At its heart the MLC requires each ratifying state to ensure ships flying its flag meet baseline standards. For shipowners this means documented compliance with rules governing employment agreements, hours of work and rest, accommodation standards, health protection, and financial security. Port State Control inspections verify that seafarers on visiting ships enjoy these protections, creating a practical enforcement mechanism that operates across jurisdictions.
Key obligations include properly written employment contracts, verified medical fitness, and robust systems for recording hours of work and rest to prevent fatigue. The convention sets minimum standards rather than prescriptive processes: companies must demonstrate how they meet outcomes such as safe working conditions and decent living quarters, allowing flexibility across ship types and trades while preserving core protections.
Recent amendments and guidance through 2024–2025 have sharpened several practical elements. Notably, clearer rules on internet access and mental health-friendly measures recognise the importance of crew wellbeing in prolonged voyages. Financial security provisions have been refined to reduce disputes over who must hold guarantees for repatriation and death benefits. Port State and flag State procedures also emphasise the need for accurate system inventories and evidence of regular training and drills.
Medical care and repatriation rights are among the strongest protections the MLC guarantees. Ships must carry appropriate medical supplies and provide access to telemedicine or shore-based advice when necessary. Where a seafarer becomes ill or unfit for duty, repatriation at no cost and timely shore-side medical access are mandatory. Recent clarifications require faster disembarkation in urgent cases and stronger coordination between states to prevent abandonment.
Accommodation, nutrition and on-board services receive specific attention: minimum cabin sizes, ventilation and noise standards, and enhanced food quality rules support physical health and morale. The 2024 updates reinforce reasonable internet access and recreational facilities so seafarers can maintain family contact and mental wellbeing while away.
The MLC also enforces training, certification and competency requirements, tying crew qualifications to safe operations. Ship operators must keep clear inventories of hardware and software that affect safety and ensure that personnel receive appropriate training in emergency and routine procedures. Safety committees and seafarer representation on vessels with sufficient crew numbers provide a direct channel for raising concerns.

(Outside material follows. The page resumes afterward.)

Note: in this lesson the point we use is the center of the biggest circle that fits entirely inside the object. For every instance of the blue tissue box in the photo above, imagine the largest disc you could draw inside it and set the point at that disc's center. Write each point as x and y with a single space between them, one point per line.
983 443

For shipowners, compliance is an ongoing management task: document inventories, maintain training records, run regular drills, and keep up-to-date medical and financial security arrangements. Auditors commonly highlight incomplete inventories, weak training documentation, or insufficient rest-hour monitoring as frequent findings — all fixable with systematic record-keeping and active management engagement.
In practical terms, MLC compliance improves safety, reduces the risk of abandonment and strengthens crew retention. For seafarers, it guarantees legal protections that extend beyond national borders; for operators, it provides a clear framework that, when followed, reduces reputational and operational risk. As the convention evolves, companies that prioritise transparent, humane working conditions will be best positioned for recruitment, regulatory approval and long-term operational resilience.